Ancient geometers loved circles. Why?

The circle consists of all points equidistant from a single center point. As such, it is symbolic of ‘all,’ ‘wholeness,’ ‘perfection’ – and thus, of divine order, or of God.

What is a vesica piscis?

A vesica piscis is the almond-shaped area where two circles overlap when their centers mirror each other. To construct it, set a compass to any radius and draw that circle. Now set the point of the compass anywhere on the circle and draw another of the same radius. The new circle will intersect the original center. The new center sits on the first circle – its mirror image. Lovely patterns develop from playing with this simple process. The vesica piscis (fish-shaped vessel) is also known as a mandorla (almond-shaped vessel).

How does the vesica piscis relate to a triangle?

The line connecting two circles’ centers is the base of an equilateral triangle formed by connecting each endpoint to the ‘point’ of the almond-shaped area known as the vesica piscis.

This is fascinating, because it works for circles of any size, and because it is otherwise a difficult thing to construct an equilateral triangle. The perfection of those three equal sides – though the triangle looks so completely different from the shape of a circle – seems to emerge from and to possess the perfection of the ‘parent’ circles.

What Christian symbolism is held in the circle and triangle shapes?

The circle represents the all-ness and perfection of God as the primal origin of all being. The mirrored circles reflect God as Father and Son, gazing upon one another, setting up a movement between centers that we cannot possibly draw, but that reminds us of the Holy Spirit. The circles can also symbolize the Old and New Testaments, with Christ – form of the Trinity – emerging through a perfect vessel. That vessel – the fish, or almond shaped vesica piscis – can symbolize Mary herself, or Mother Church. The triangle – three perfectly unified and equal sides in one – needs no explanation as a symbol of the Trinity!

How has education lost its connection to wonder and beauty?

We’ve lost our sense that all created things speak of our Creator, and that our study of them can lead us to deeper knowing of that Creator. We speak a language of science and math without contemplating that God spoke it first. We think, perhaps, that man invented mathematics and scientific laws, and do not teach these subjects with awe of God in whom such order, beauty, design, perfection and harmony originate.

What does the Liturgy have to do with cosmology?

Cosmology: the study of the physical universe considered as a totality of phenomena in time and space.

The Liturgy – Mass and Divine Office – is, in a practical sense, ordered to the movements of the earth around the sun, and the moon around the earth. The prayers that move in daily circles from sunrise to sunset, the annual cycle of feasts that follows the sun, the dating of Easter according to the paschal full moon, the monthly/lunar cycle of the Divine Office with its four-week rotation, altars that face east, music in touch with the harmonic proportions of planetary orbits, and the elevation of the lunar week and Saturday Sabbath into the higher order of an Eighth Day/Sunday Sabbath all speak of cosmology.

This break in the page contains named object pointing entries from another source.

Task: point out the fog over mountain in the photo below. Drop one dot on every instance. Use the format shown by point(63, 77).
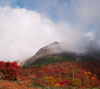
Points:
point(24, 31)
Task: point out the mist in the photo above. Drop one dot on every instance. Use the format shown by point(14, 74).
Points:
point(24, 31)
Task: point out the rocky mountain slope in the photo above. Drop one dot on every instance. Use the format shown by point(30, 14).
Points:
point(54, 52)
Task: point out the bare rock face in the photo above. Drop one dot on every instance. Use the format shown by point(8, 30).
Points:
point(49, 49)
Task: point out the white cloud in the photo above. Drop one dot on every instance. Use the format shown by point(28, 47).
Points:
point(23, 32)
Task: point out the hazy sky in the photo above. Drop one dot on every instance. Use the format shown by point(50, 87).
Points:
point(27, 25)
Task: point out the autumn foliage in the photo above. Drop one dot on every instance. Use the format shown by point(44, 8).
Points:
point(8, 70)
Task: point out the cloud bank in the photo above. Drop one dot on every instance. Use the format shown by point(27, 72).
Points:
point(23, 32)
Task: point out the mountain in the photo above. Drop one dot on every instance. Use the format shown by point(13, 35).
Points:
point(54, 53)
point(50, 53)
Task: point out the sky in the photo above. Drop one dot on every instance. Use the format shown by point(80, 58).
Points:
point(27, 25)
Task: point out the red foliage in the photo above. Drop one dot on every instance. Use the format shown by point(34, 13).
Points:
point(8, 70)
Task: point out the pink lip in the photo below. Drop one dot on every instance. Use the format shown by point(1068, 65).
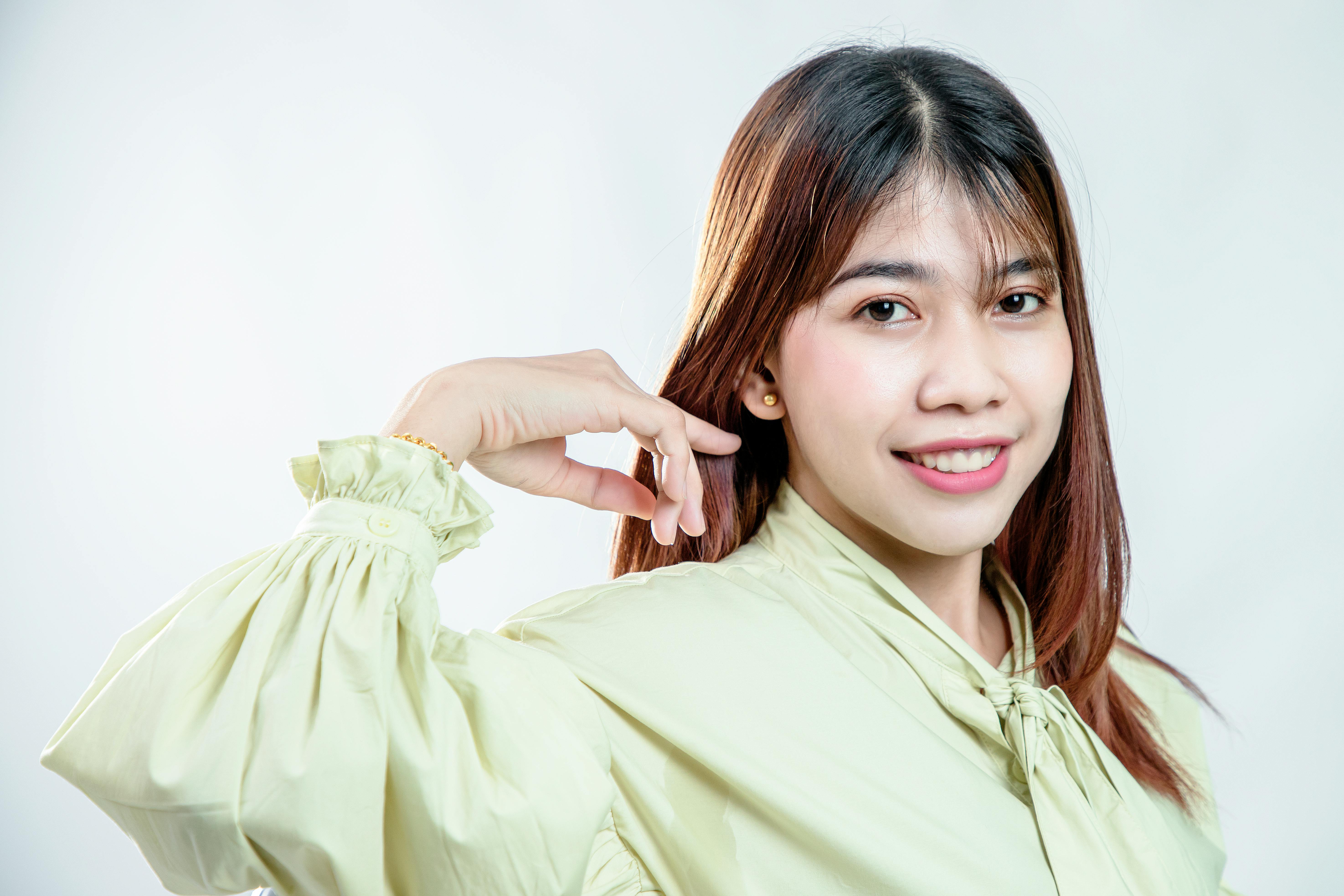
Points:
point(953, 445)
point(959, 483)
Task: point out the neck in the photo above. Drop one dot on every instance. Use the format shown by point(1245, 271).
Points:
point(951, 586)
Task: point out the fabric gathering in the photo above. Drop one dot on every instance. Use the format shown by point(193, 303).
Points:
point(787, 721)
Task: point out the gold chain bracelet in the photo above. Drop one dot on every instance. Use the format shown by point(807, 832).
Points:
point(416, 440)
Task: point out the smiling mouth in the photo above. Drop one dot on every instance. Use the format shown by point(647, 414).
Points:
point(958, 461)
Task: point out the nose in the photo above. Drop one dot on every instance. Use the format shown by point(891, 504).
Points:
point(962, 369)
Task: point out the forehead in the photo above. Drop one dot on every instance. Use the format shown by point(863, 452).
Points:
point(937, 226)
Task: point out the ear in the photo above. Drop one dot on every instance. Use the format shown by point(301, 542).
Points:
point(754, 389)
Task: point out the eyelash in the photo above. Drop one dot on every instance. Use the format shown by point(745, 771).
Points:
point(1042, 303)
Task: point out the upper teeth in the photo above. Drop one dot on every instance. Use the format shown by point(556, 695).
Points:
point(960, 461)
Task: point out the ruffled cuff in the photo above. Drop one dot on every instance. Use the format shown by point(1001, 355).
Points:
point(400, 476)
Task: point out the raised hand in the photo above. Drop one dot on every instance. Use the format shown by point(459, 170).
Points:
point(509, 418)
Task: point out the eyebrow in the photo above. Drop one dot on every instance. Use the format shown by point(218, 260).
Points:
point(922, 273)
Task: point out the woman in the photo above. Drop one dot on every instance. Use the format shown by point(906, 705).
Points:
point(869, 643)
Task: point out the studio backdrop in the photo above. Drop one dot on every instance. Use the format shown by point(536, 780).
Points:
point(229, 230)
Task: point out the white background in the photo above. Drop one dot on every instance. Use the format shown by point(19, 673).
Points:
point(229, 230)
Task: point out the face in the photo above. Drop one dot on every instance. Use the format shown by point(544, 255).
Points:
point(922, 394)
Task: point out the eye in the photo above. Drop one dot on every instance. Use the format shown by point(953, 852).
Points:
point(885, 312)
point(1019, 304)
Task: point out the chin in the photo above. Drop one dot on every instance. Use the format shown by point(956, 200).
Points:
point(928, 523)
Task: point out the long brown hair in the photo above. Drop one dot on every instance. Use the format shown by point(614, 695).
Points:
point(818, 155)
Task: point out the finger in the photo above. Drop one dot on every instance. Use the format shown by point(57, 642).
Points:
point(709, 438)
point(705, 437)
point(693, 512)
point(601, 489)
point(666, 515)
point(664, 425)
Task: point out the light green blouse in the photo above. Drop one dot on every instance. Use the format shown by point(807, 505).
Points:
point(788, 721)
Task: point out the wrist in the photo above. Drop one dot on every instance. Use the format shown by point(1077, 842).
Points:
point(439, 410)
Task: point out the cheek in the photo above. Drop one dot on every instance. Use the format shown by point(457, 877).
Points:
point(1042, 378)
point(841, 389)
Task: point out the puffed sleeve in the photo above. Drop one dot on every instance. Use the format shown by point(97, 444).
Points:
point(1177, 719)
point(299, 719)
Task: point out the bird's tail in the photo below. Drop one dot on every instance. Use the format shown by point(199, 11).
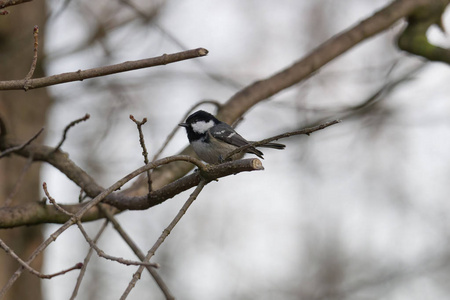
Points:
point(273, 146)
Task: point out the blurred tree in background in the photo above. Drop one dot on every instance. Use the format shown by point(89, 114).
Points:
point(355, 211)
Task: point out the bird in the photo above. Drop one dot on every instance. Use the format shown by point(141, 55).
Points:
point(213, 139)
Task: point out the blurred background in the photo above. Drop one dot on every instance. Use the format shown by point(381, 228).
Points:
point(359, 210)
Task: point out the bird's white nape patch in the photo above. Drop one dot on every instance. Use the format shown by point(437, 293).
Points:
point(202, 126)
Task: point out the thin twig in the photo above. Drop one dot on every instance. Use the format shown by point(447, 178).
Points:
point(20, 147)
point(164, 235)
point(159, 281)
point(79, 214)
point(144, 149)
point(71, 124)
point(306, 131)
point(6, 3)
point(102, 71)
point(19, 181)
point(101, 253)
point(33, 64)
point(30, 269)
point(174, 130)
point(53, 201)
point(87, 259)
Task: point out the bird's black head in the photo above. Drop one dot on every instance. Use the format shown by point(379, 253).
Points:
point(198, 124)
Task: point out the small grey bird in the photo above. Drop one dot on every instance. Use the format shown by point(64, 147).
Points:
point(212, 139)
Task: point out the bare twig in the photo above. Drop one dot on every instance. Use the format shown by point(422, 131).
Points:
point(77, 216)
point(86, 260)
point(33, 64)
point(24, 171)
point(144, 149)
point(37, 213)
point(159, 281)
point(101, 253)
point(306, 131)
point(71, 124)
point(174, 130)
point(164, 235)
point(20, 147)
point(30, 269)
point(102, 71)
point(53, 201)
point(6, 3)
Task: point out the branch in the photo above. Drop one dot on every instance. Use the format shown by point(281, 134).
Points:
point(144, 148)
point(38, 213)
point(164, 235)
point(86, 261)
point(159, 281)
point(34, 62)
point(306, 131)
point(260, 90)
point(71, 124)
point(33, 271)
point(414, 39)
point(18, 148)
point(101, 71)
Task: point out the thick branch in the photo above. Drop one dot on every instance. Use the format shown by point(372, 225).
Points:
point(101, 71)
point(244, 99)
point(38, 212)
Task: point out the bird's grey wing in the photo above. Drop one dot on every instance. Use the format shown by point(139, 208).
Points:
point(226, 133)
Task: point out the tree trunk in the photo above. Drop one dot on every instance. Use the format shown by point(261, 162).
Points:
point(23, 113)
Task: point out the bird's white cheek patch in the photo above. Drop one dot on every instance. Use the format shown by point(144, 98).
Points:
point(202, 126)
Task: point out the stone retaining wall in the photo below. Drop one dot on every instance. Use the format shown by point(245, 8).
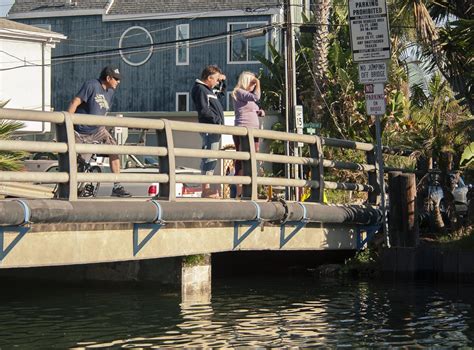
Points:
point(443, 263)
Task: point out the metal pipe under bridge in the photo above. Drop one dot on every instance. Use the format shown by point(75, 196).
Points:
point(69, 231)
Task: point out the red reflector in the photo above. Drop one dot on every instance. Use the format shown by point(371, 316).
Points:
point(152, 190)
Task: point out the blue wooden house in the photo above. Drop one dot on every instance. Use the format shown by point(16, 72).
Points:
point(160, 46)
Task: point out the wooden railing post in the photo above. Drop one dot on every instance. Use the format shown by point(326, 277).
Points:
point(167, 163)
point(317, 170)
point(67, 162)
point(249, 167)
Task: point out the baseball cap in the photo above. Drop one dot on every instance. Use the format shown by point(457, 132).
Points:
point(112, 71)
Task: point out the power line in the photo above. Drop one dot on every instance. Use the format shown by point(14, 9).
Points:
point(240, 31)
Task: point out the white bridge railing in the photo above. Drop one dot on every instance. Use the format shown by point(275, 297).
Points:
point(67, 149)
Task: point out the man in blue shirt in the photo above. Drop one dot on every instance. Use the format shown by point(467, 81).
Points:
point(210, 111)
point(95, 97)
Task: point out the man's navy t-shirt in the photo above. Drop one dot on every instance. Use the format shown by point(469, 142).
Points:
point(95, 100)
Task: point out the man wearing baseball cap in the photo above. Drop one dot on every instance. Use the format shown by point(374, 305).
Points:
point(95, 97)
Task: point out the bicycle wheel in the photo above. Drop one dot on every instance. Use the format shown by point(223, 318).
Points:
point(95, 169)
point(89, 189)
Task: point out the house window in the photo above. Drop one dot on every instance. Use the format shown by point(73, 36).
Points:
point(136, 46)
point(230, 101)
point(182, 48)
point(242, 50)
point(182, 101)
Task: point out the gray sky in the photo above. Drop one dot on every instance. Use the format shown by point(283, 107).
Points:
point(5, 6)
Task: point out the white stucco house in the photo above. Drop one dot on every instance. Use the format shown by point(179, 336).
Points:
point(25, 68)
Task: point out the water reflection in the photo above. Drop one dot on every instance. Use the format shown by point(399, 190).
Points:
point(257, 313)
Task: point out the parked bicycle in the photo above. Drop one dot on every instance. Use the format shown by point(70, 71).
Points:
point(87, 189)
point(85, 164)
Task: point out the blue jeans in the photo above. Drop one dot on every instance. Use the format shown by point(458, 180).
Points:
point(210, 142)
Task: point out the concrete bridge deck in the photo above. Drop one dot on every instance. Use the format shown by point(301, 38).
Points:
point(84, 232)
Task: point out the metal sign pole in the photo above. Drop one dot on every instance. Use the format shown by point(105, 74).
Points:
point(378, 136)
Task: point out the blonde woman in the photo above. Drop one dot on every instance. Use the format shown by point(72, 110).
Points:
point(246, 94)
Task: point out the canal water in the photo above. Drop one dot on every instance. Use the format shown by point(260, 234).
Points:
point(302, 311)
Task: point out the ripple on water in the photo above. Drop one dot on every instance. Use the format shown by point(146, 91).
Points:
point(309, 314)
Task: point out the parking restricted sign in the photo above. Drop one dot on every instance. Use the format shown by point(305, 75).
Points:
point(374, 99)
point(368, 22)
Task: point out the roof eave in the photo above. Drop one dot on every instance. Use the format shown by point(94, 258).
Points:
point(32, 36)
point(196, 14)
point(60, 13)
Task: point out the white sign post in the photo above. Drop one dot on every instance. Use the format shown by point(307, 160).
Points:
point(370, 41)
point(299, 122)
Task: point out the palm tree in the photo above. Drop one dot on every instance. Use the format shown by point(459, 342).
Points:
point(320, 58)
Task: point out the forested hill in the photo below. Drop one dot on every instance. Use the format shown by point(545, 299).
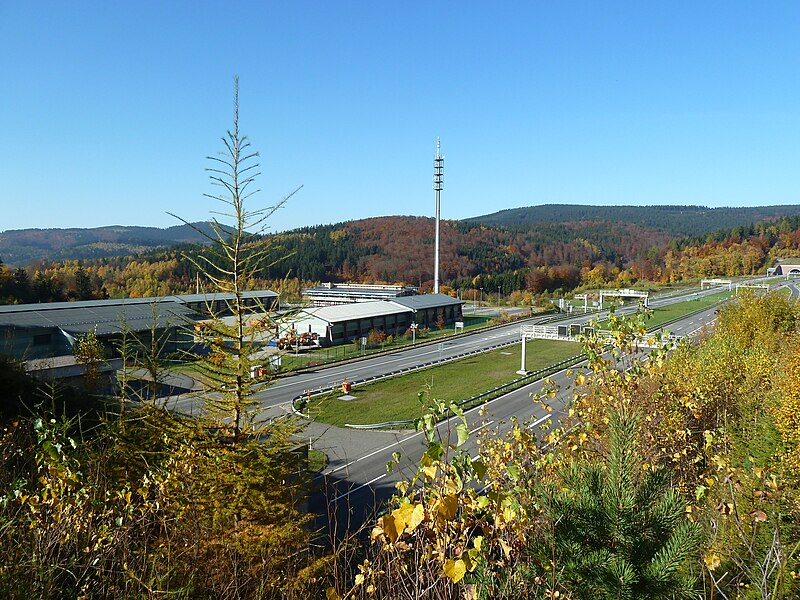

What does courtesy have to do with Liturgy?

Courtesies are forms created to embody the values that animate us. Because gratitude (for life itself, for the people and blessings we receive, for Creation) is the fundamental value of persons who recognize their utter dependence upon God, courtesy both expresses and keeps us aligned with that thankfulness. In the Mass, we express and align with the Eucharist (the Body, Blood, Soul and Divinity of Christ) through liturgical form, in thanksgiving for God’s gift of Himself to us.

How can a society be “liturgical to its very core”?

Stratford Caldecott has written a great deal about this very question, and I highly recommend his work to anyone who would help build such a society.

If Liturgy (both Mass and the Divine Office) is the rebuilding, in human persons, of a profoundly Trinitarian matrix of support for human being through conscious alignment with a fundamental music of the universe, then it also supports the rebuilding of human community with that fuller dimensionality. Caldecott suggests that liturgical support forms – in man, in society – a greater spaciousness “in which the ‘air’ of grace can circulate.” (Quoted in Souls at Work, pg. 32)

How might our ‘reason’ be more, or less, ‘full’?

Reason can be reduced to merely abstract knowing – that is, a disinterested manipulation of symbols of reality, rather than a true encounter with what is real. Reason must be informed by the impact of Reality upon the soul, which ‘fleshes out’ the symbol and draws us to move through what is real to the Source of all being.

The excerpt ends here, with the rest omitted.